Giddings denounced the bipartisan House Ethics Committee hearing on her conduct, accusing House Speaker Scott Bedke of creating a "weaponized ethics hearing" with the sole intent of defeating her in the primary, despite the original ethics complaint being made before either had announced their runs for lieutenant governor. The House Ethics Committee unanimously found Giddings acted in a manner "unbecoming of a representative." They recommended to the full House that Giddings be censured and stripped of her seat on the House Commerce and Human Resources Committee. Giddings did not attend most of the hearing against her. The Ethics Committee did not recommend a more severe sanction, such as expulsion from the House or from Giddings' two other committee seats (the Finance-Appropriations and the Agricultural Affairs committees).
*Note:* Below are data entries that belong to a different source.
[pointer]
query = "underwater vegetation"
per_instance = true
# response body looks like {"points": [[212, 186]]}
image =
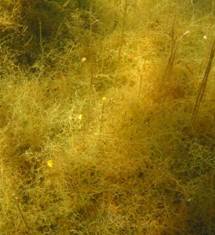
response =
{"points": [[107, 117]]}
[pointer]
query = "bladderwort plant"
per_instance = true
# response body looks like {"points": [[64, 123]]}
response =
{"points": [[203, 84]]}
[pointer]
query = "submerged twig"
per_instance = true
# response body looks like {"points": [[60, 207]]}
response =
{"points": [[203, 84]]}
In November 2021, on a 49-19 vote, the House censured Giddings and stripped her of the House Commerce and Human Resources Committee assignment. During the debate on the censure proposal, Giddings denied any wrongdoing. Some of Giddings' fellow Republicans defended her conduct, while others criticized it. The representatives who voted for censure cited, among other things, that Giddings lied under oath by denying that she publicized the intern's personal information.
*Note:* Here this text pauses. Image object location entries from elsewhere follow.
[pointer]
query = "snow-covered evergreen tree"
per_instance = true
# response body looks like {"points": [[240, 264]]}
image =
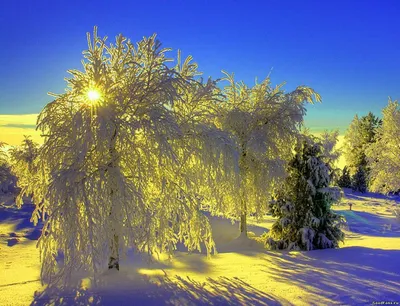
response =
{"points": [[23, 160], [359, 180], [7, 179], [360, 134], [123, 151], [303, 205], [383, 155], [344, 180], [265, 122]]}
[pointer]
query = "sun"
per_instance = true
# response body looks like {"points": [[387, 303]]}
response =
{"points": [[93, 96]]}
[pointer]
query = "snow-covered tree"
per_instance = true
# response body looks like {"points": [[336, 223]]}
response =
{"points": [[383, 155], [344, 180], [123, 150], [23, 160], [303, 204], [7, 180], [359, 180], [360, 134], [264, 121]]}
=== 2022 lieutenant governor election ===
In May 2021, Giddings announced her candidacy for the Republican nomination for lieutenant governor in 2022. In the primary, she faced state House Speaker Scott Bedke. Giddings refused to agree to a televised debate with Bedke, saying that she believed the moderators would be biased against her. In the May 2022 primary, Bedke defeated Giddings. Giddings won most of the counties in the Idaho Panhandle, but Bedke outperformed Giddings in most other counties in the state.

== Personal life ==
Giddings and her husband Matt have two children. Giddings and her family live in White Bird, Idaho.